Lignin is a natural aromatic polymer composed of three phenylpropane structural units (p-hydroxyphenyl (H), guaiacyl (G) and syringal (S)) connected by various ether bonds and C-C bonds (Sadeghifar and Argyropoulos, 2015). As a compound rich in active functional groups, lignin can capture and neutralize free radicals and shows good antioxidant activity (Lu et al., 2022). In the present study, the in vitro antioxidant activity of lignin recovered from the DES-E pretreatment liquid was determined by DPPH method as described earlier (Sadeghifar et al., 2017). The DPPH radical scavenging rates of lignin extracted at different temperatures and water-soluble vitamin E were shown in Figure 7. In the range of 0–50 mg/L, with the increase of lignin concentration, the free radical scavenging capacity of recovered lignin and water-soluble vitamin E was enhanced, and the concentration of lignin is linearly correlated with the free radical scavenging rate (R ² ≥ 0.95). The IC₅₀ and antioxidant activity index (AAI) were shown in Table 7. IC₅₀ represents the concentration of antioxidant required to inhibit 50% free radicals under study. The lower IC₅₀ indicates the stronger antioxidant activity. The results showed that compared with vitamin E, the antioxidant activity of recovered lignin pretreated by DES-E was higher. More importantly, the IC50 of these lignin samples was lower than most of published studies (An et al., 2017; Yao et al., 2018b; Dong et al., 2020), indicating advantage of DES-E pretreatment in producing lignin with higher antioxidant activity.
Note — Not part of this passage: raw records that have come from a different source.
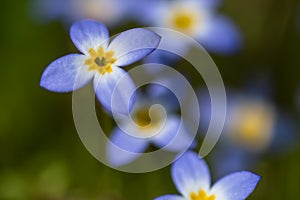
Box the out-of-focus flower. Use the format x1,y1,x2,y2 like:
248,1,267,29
32,0,128,26
226,98,277,152
199,88,295,177
137,0,242,54
155,152,261,200
40,20,160,113
107,89,193,167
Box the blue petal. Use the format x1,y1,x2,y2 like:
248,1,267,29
198,16,242,55
171,152,210,198
211,171,261,200
107,128,149,167
94,67,135,114
152,116,193,151
154,195,185,200
108,28,161,66
70,20,109,54
40,54,94,92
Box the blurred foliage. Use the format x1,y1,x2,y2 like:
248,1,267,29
0,0,300,200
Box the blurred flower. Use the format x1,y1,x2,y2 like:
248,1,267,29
40,20,160,113
136,0,242,54
199,87,295,177
107,86,193,167
155,152,261,200
31,0,128,26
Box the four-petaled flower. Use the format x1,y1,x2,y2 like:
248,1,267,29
155,152,260,200
107,88,193,167
40,20,161,114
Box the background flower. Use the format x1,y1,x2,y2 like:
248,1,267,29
155,152,260,200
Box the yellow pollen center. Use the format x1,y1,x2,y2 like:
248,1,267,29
133,106,162,134
134,109,151,127
170,8,200,34
84,46,117,75
190,190,216,200
231,103,275,151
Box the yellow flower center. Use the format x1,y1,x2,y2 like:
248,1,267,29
231,103,275,151
190,190,216,200
84,46,117,75
169,8,201,35
133,106,161,130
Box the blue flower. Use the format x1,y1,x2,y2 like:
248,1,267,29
40,20,160,113
132,0,242,54
107,89,193,167
155,152,261,200
195,88,296,177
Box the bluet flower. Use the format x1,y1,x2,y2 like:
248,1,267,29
40,20,160,113
107,89,193,167
155,152,261,200
136,0,242,54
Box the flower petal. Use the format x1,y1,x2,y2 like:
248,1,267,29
211,171,261,200
152,116,193,151
70,20,109,54
171,152,210,198
94,67,135,114
108,28,161,66
199,16,242,55
107,128,149,167
154,194,185,200
40,54,94,92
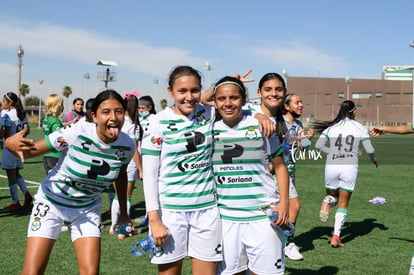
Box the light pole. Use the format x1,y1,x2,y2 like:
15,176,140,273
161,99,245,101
282,69,288,89
17,45,24,97
38,80,44,128
345,76,352,100
83,73,91,95
204,61,213,87
408,40,414,123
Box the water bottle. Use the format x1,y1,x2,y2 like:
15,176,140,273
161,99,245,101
131,236,164,257
266,208,295,236
114,223,132,236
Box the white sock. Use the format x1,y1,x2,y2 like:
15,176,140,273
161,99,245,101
334,208,348,236
127,198,131,217
16,175,27,194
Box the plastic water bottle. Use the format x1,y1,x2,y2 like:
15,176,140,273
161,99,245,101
114,223,132,236
266,208,295,236
131,236,164,257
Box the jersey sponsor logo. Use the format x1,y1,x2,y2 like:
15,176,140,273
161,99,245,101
151,136,161,147
275,259,282,269
87,159,111,180
30,217,42,231
55,137,68,149
221,144,244,163
167,122,178,131
245,126,257,139
177,161,210,172
194,111,207,125
227,177,253,183
214,244,222,254
184,131,206,153
220,166,243,171
217,176,253,184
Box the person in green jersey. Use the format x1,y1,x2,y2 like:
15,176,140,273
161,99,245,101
5,89,136,274
141,66,222,275
213,76,289,274
42,94,63,175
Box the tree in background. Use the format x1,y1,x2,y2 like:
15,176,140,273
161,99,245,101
62,86,72,110
160,99,168,110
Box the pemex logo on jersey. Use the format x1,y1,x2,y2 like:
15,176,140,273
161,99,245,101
245,126,257,139
193,110,207,125
55,137,68,149
151,136,162,147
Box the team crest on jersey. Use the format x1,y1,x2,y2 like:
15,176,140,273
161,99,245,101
151,136,161,147
114,147,125,160
55,137,68,149
194,111,207,125
245,126,257,139
31,217,42,231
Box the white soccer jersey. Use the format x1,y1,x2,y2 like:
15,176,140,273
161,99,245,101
141,105,216,211
213,116,283,222
316,118,373,165
40,122,135,208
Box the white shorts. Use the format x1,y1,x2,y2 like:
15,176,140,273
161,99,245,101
27,193,101,242
325,164,358,192
1,148,23,170
274,177,298,199
217,220,285,274
150,206,223,264
127,164,138,183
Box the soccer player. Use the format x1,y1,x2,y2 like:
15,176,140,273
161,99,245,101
0,92,33,211
42,94,63,175
109,93,142,239
141,66,222,275
279,93,314,261
5,89,135,274
313,100,378,247
213,76,288,274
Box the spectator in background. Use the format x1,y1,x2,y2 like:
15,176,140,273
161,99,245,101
0,92,33,211
138,95,157,131
63,97,85,126
42,94,63,175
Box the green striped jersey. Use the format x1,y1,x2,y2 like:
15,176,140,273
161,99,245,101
40,121,135,208
141,105,217,211
213,115,283,222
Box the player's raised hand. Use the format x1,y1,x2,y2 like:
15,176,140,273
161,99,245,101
233,69,254,83
4,131,36,162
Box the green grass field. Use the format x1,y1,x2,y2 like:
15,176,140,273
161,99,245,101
0,127,414,274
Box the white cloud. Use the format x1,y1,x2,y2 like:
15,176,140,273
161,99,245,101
250,41,350,75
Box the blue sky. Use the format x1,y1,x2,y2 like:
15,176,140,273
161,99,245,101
0,0,414,109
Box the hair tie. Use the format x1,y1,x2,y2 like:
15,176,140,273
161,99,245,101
212,81,245,95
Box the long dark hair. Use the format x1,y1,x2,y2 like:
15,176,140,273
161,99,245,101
4,92,26,120
258,72,287,142
139,95,157,115
168,65,202,90
212,76,247,121
91,89,126,114
312,100,356,133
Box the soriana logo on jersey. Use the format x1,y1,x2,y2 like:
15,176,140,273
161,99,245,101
55,137,68,149
151,136,162,147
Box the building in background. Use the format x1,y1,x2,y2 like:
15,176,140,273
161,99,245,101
287,72,413,126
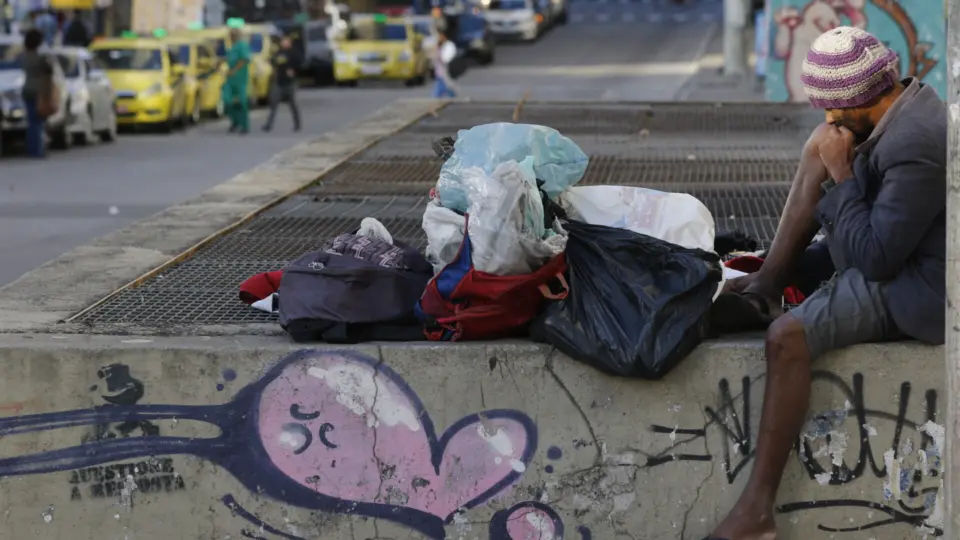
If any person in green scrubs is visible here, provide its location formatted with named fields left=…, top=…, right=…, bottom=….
left=223, top=23, right=250, bottom=135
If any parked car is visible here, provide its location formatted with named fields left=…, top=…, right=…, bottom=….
left=163, top=36, right=227, bottom=124
left=413, top=0, right=496, bottom=65
left=0, top=36, right=72, bottom=149
left=550, top=0, right=570, bottom=24
left=486, top=0, right=549, bottom=41
left=275, top=20, right=337, bottom=86
left=53, top=47, right=117, bottom=144
left=90, top=38, right=187, bottom=132
left=169, top=26, right=260, bottom=107
left=334, top=15, right=429, bottom=86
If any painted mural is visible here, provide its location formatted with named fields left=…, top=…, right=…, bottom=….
left=0, top=350, right=945, bottom=540
left=766, top=0, right=946, bottom=102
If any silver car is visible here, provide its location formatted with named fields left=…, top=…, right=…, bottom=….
left=0, top=36, right=72, bottom=149
left=53, top=47, right=117, bottom=144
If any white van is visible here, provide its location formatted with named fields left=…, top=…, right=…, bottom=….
left=484, top=0, right=547, bottom=41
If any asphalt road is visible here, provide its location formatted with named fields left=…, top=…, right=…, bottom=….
left=0, top=0, right=720, bottom=286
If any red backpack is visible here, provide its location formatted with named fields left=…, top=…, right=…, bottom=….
left=416, top=218, right=569, bottom=341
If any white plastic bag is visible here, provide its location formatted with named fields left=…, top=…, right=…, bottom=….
left=560, top=186, right=716, bottom=251
left=423, top=201, right=465, bottom=274
left=461, top=160, right=563, bottom=276
left=437, top=122, right=589, bottom=212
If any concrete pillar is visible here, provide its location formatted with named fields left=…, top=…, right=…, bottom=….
left=943, top=0, right=960, bottom=540
left=723, top=0, right=751, bottom=76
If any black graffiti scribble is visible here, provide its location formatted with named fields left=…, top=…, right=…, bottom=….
left=646, top=377, right=754, bottom=484
left=797, top=371, right=937, bottom=488
left=81, top=364, right=160, bottom=442
left=777, top=499, right=943, bottom=536
left=646, top=371, right=943, bottom=536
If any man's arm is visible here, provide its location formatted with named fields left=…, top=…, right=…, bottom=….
left=817, top=125, right=946, bottom=281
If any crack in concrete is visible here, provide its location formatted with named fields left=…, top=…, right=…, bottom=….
left=544, top=348, right=603, bottom=467
left=680, top=403, right=717, bottom=540
left=370, top=347, right=385, bottom=504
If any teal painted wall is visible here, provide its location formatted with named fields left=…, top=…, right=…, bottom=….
left=766, top=0, right=947, bottom=101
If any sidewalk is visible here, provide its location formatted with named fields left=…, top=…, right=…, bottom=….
left=0, top=100, right=943, bottom=540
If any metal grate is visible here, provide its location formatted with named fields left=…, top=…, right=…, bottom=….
left=357, top=133, right=808, bottom=162
left=409, top=103, right=823, bottom=135
left=71, top=104, right=819, bottom=328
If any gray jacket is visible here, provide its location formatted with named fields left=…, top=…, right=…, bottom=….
left=817, top=79, right=947, bottom=344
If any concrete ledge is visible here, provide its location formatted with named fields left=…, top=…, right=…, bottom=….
left=0, top=335, right=943, bottom=540
left=0, top=100, right=445, bottom=333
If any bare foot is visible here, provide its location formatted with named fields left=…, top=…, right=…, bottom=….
left=709, top=508, right=777, bottom=540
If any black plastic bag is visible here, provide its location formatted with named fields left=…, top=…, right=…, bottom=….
left=531, top=221, right=722, bottom=379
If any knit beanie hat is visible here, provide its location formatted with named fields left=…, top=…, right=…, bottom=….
left=801, top=26, right=900, bottom=109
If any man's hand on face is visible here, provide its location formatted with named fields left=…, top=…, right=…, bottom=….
left=803, top=122, right=834, bottom=158
left=819, top=125, right=856, bottom=183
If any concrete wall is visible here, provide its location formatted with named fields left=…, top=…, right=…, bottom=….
left=766, top=0, right=947, bottom=101
left=0, top=335, right=943, bottom=540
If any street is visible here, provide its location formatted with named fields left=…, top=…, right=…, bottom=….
left=0, top=0, right=721, bottom=286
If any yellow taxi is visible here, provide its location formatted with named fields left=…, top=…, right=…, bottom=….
left=162, top=36, right=227, bottom=123
left=90, top=37, right=187, bottom=131
left=170, top=25, right=273, bottom=105
left=333, top=15, right=429, bottom=86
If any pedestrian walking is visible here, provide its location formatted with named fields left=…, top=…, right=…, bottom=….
left=263, top=37, right=301, bottom=131
left=24, top=9, right=60, bottom=47
left=223, top=22, right=250, bottom=135
left=22, top=28, right=53, bottom=158
left=431, top=32, right=459, bottom=99
left=63, top=11, right=90, bottom=48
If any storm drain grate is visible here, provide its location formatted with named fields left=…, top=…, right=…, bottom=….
left=79, top=286, right=277, bottom=328
left=305, top=156, right=797, bottom=196
left=409, top=103, right=823, bottom=135
left=356, top=132, right=808, bottom=162
left=71, top=104, right=812, bottom=327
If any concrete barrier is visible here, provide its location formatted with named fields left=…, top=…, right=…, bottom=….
left=0, top=102, right=943, bottom=540
left=0, top=336, right=943, bottom=540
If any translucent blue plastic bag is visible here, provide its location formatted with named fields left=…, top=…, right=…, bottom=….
left=437, top=122, right=588, bottom=212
With the increase of pretreatment temperature, the broken of ether linkage and C-C bond was increased (Li et al., 2022), and the content of phenolic hydroxyl group was increased, which favored the capture of free radicals by lignin. The antioxidant properties of industrial lignin from different sources was studied earlier, and it was found that the phenolic hydroxyl group content in lignin structure was positively correlated with AAI (y = 0.797x + 0.99, R ² = 0.978), and the phenolic hydroxyl in lignin played a crucial role in the antioxidant properties (Sadeghifar et al., 2017). The antioxidant activity of lignin sample is mainly from their ability to donate H and quench the free radical intermediate, which is primarily from free phenolic hydroxyl groups. That could explain the importance of the phenolic hydroxyl groups in the antioxidant capability of lignin sample. In another research, it was indicated that the carbonyl group in the side chain inhibited the free radical scavenging activity (Dizhbite et al., 2004). Combined with the FTIR analysis results, there was no obvious signal from C=O in recovered lignin at 160°C, which led to the improvement of its antioxidant capacity. Furthermore, the S/G of the three lignin samples were 1.52, 1.18 and 1.27, respectively, based on the FTIR analysis. It was indicated before that AL with a higher S/G ratio had stronger antioxidant activities (Gong et al., 2016), which was not observed in the present study. However, it was found that lignin with higher Mw and PDI showed higher antioxidant ability, which was contradictory with previous study (Yao et al., 2018b). It might due to limited data in this study. The impact of molecular weight and distribution of lignin on its antioxidant capacity needs further investigation.